A ditadura de Pinochet voltaria a ser abordada por Larraín no thriller político No (2012) e na alegoria de terror O conde (2023). Post mortem, a começar do título, é um drama lúgubre. Conta a história de um funcionário de necrotério, Mario Cornejo (Alfredo Castro), que se apaixona por sua vizinha, a dançarina de teatro de variedades Nancy Puelma (Antonia Zegers), envolvida com um grupo de apoiadores do governo popular de Allende.
O termo “drama” talvez seja inadequado. Larraín desdobra seu relato sem ênfase ou apelos sentimentais, de modo distanciado, dificultando a identificação emocional do espectador até mesmo com seu protagonista, o opaco Mario, que parece atravessar os acontecimentos com a mesma passividade anestesiada com que exerce seu trise ofício.
Atmosfera fúnebre
Todos os recursos estéticos são mobilizados para configurar a atmosfera funérea da narrativa: a música discreta, as cores esmaecidas, a mecânica dos gestos, a banalidade dos diálogos. Pálidos, exangues, os personagens frequentemente parecem se mover como sonâmbulos ou mortos-vivos.
Enquanto a dupla de protagonistas pratica seu desajeitado jogo erótico de atração e repulsa, a catástrofe histórica se desenrola fora do quadro, até que os cadáveres começam a abarrotar as salas, corredores e escadas do necrotério.
A mistura arguta de tempos narrativos permite a inserção, ainda na primeira parte do filme, da autópsia de uma mulher que só fará sentido depois da perturbadora sequência final.
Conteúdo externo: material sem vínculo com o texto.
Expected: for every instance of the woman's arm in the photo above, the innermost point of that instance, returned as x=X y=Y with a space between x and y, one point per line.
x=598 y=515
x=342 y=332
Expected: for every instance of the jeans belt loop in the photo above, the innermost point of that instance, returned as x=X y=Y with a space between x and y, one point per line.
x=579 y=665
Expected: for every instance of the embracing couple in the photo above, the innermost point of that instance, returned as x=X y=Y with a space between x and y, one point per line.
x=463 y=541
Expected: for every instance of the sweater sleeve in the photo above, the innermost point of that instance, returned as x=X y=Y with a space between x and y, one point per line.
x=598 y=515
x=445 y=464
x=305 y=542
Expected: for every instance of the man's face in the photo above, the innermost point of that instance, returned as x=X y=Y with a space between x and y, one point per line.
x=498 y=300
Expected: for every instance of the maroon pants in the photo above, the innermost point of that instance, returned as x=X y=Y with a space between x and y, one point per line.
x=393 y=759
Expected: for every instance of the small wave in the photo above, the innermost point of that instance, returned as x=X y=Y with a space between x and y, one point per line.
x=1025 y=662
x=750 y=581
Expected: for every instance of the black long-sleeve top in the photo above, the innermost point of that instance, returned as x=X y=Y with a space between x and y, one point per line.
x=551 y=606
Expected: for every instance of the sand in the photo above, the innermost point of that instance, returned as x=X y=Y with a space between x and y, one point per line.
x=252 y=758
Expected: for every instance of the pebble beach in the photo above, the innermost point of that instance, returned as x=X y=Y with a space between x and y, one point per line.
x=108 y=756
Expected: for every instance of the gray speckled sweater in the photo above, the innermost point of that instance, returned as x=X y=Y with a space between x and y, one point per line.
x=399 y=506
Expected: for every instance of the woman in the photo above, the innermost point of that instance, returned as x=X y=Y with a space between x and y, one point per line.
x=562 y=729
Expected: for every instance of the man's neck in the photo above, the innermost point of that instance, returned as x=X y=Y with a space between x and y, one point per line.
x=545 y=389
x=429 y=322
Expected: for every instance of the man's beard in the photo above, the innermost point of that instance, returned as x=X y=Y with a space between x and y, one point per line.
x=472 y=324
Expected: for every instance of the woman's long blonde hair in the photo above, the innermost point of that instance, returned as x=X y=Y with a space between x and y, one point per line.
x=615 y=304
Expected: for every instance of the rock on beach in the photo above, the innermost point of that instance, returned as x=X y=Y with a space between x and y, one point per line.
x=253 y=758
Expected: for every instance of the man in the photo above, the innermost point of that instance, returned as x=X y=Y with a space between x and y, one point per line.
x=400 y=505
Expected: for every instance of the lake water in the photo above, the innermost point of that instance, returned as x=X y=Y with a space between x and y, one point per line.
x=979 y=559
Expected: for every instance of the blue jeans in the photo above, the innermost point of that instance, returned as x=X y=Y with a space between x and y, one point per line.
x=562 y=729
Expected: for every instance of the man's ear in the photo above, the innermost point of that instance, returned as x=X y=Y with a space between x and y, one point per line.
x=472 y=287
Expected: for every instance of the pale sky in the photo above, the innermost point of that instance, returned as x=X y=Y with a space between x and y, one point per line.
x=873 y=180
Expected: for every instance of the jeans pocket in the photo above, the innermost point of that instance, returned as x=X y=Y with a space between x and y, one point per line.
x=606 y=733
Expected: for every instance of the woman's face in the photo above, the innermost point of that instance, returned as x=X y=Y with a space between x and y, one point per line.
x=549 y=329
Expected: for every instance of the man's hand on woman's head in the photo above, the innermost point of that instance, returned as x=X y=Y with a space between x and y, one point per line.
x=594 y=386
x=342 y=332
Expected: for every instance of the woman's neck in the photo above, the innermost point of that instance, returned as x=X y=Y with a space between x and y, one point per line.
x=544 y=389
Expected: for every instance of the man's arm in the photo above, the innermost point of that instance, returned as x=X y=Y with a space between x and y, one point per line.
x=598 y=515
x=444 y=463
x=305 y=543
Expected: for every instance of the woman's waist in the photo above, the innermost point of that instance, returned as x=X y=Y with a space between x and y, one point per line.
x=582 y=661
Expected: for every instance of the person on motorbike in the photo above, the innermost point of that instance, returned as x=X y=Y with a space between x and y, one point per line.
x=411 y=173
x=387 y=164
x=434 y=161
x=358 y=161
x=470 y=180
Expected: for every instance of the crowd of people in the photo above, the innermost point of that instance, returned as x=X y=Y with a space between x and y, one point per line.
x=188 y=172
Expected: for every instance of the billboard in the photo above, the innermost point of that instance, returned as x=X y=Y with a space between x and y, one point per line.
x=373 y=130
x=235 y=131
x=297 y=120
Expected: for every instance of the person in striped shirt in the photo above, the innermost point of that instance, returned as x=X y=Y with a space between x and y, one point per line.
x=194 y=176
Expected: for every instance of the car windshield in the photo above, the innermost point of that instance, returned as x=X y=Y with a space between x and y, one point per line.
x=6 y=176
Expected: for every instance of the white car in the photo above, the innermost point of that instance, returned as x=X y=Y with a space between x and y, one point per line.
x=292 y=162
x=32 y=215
Não cabe aqui nenhum spoiler.
Pode-se supor, também, que uma parte do que vemos, se não tudo, é produto de sonho ou fantasia do protagonista Mário Cornejo. O que é real, sem margem para dúvida, é a pilha de mortos. Post mortem, em suma, é a história como pesadelo. Um pesadelo que de tempos em tempos ameaça voltar, lá como aqui.
Cinema contra ditadura
Numa época em que, no Chile e em outros países do continente, tenta-se deturpar a história e reabilitar a figura nefasta de Pinochet, talvez seja conveniente conhecer ou revisitar o que o cinema produziu de mais marcante a respeito.
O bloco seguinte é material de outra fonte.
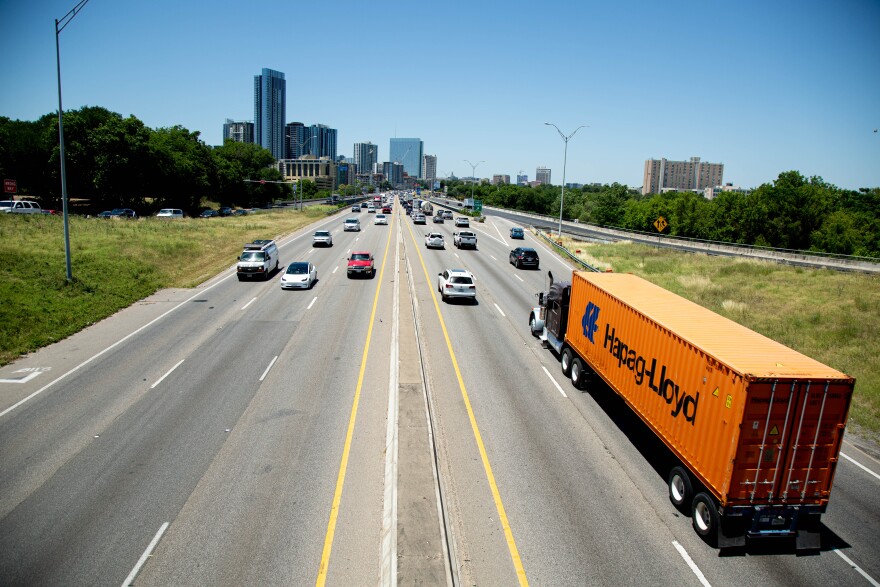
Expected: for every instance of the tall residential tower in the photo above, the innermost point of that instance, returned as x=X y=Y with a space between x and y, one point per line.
x=270 y=107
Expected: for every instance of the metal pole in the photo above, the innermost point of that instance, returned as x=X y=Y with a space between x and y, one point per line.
x=564 y=164
x=61 y=153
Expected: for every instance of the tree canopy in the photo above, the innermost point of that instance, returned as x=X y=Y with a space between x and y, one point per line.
x=113 y=161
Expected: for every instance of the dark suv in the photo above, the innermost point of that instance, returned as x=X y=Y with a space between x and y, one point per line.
x=524 y=257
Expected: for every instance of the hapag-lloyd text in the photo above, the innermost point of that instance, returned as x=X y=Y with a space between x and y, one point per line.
x=665 y=387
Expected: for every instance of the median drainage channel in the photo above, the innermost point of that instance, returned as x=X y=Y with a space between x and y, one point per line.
x=425 y=548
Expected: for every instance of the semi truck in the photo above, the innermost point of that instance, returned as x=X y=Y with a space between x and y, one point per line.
x=754 y=428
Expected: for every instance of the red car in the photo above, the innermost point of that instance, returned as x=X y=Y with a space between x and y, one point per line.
x=361 y=263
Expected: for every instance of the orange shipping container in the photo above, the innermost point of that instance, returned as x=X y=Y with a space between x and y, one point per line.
x=758 y=424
O monumental A batalha do Chile (1975-79), documentário em três partes de Patricio Guzmán, está disponível de graça, com legendas, no YouTube. É um registro eletrizante da mobilização popular durante o governo Allende e do crescimento das tensões sociais e geopolíticas que levaram ao golpe de 11 de setembro de 1973.
O drama ficcional Machuca (Andrés Wood, 2004), narra a tragédia histórica chilena sob o olhar de dois meninos de classes sociais distintas. Está também no YouTube, gratuito e com legendas.
Na plataforma Belas Artes à la carte está disponível Santiago, Itália (2018), excelente documentário de Nanni Moretti que traça um quadro vivo do golpe a partir dos perseguidos políticos que se refugiaram na embaixada italiana na capital chilena.
No, do próprio Larraín, foi lançado em DVD pela Imovision, com o subtítulo Adeus, Sr. Pinochet. Estrelado por Gael García Bernal, reconstitui a campanha publicitária pelo “não” no referendo de 1988 sobre a permanência de Pinochet no poder.
Enfim, na luta contra a barbárie sempre à espreita, o cinema tem feito a sua parte.